Dal Medioevo ad oggi il ponte simbolo di Firenze: il Ponte Vecchio

Il Ponte Vecchio è forse dopo il David di Michelangelo, il simbolo della città di Firenze e d'altro canto non potrebbe essere diversamente: fu l'unico che non fu fatto saltare in aria dai tedeschi, durante i bombardamenti della Seconda Guerra Mondiale. Considerato anche uno dei ponti più romantici d'Italia, resta il luogo delle botteghe degli orafi e dei gioiellieri, che sostituirono quelle dei beccai nel 1593, per ordine di Ferdinando I de' Medici.

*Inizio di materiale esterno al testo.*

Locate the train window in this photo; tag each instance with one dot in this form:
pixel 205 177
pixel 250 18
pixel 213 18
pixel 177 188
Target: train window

Il Ponte Vecchio è forse dopo il David di Michelangelo Buonarroti, il simbolo della città di Firenze e d'altro canto non potrebbe essere altrimenti: fu l'unico che non fu fatto saltare in aria dai tedeschi, durante i bombardamenti del 1944.
Il Ponte Vecchio è considerato anche uno dei ponti più romantici d'Italia, una ventina di anni fa infatti, gli innamorati di tutto il mondo iniziarono a chiudere i loro lucchetti (simbolo di un legame inscindibile) intorno alla cancellata del monumento a Benvenuto Cellini, per poi gettarne le chiavi nelle acque dell'Arno, cosicché il loro patto d'amore non potesse più infrangersi... Pochi ancora sanno, che questa consuetudine è la prima nel suo genere e che i ben più noti lucchetti che infestano il lampione centrale del Ponte Milvio a Roma, sono in realtà un'imitazione.

Storia e vita sul ponte
Il primo Ponte Vecchio fu costruito in epoca romana, ma fu più volte danneggiato a causa delle alluvioni. Alcune testimonianze ci raccontano che nel 1080 il ponte era in legno e aveva una sola arcata, quello in pietra e a cinque arcate fu costruito invece intorno al 1170, ma fu spazzato nuovamente via da un'alluvione violentissima (1333). Il ponte venne ricostruito dopo l'edificazione dei Lungarni (1345) e nel 1442 l'autorità cittadina costrinse i beccai (i macellai) a trasferire le proprie botteghe sul ponte, in modo tale che le nauseanti esalazioni provenienti dai loro baroccini durante il trasporto degli scarti, potessero disperdersi sul fiume, lontane dai palazzi signorili e dalle abitazioni del centro. Dopo questa disposizione, il ponte divenne il luogo del mercato della carne e i beccai, divenuti proprietari delle botteghe, aggiunsero delle “stanzette” sporgenti sul fiume, per guadagnare più spazio. Nel 1565, su richiesta di Cosimo I de' Medici, Giorgio Vasari costruì il Corridoio Vasariano allo scopo di mettere in comunicazione Palazzo Vecchio  (centro politico e amministrativo) con Palazzo Pitti (la residenza privata dei Medici) e fu così che nel 1593, per ordine di Ferdinando I, le botteghe dei beccai furono definitivamente occupate dai gioiellieri e dagli orafi, poiché sotto le finestre dello splendido corridoio sospeso, un tale odore ributtante e un commercio sì poco nobile, dovevano essere banditi.
Nel 1939 Hitler e Mussolini, insieme alle gerarchie naziste e fasciste, visitarono il Corridoio Vasariano e il Ponte Vecchio e forse, proprio grazie a questa visita, il ponte fu risparmiato dalle bombe della Seconda Guerra Mondiale: Gerhard Wolf, il console tedesco a Firenze, intervenne provvidenzialmente in favore dell'architettura e per questo ed altri meriti, ottenne nel dopoguerra la cittadinanza onoraria di Firenze e una targa commemorativa sul ponte più antico della città.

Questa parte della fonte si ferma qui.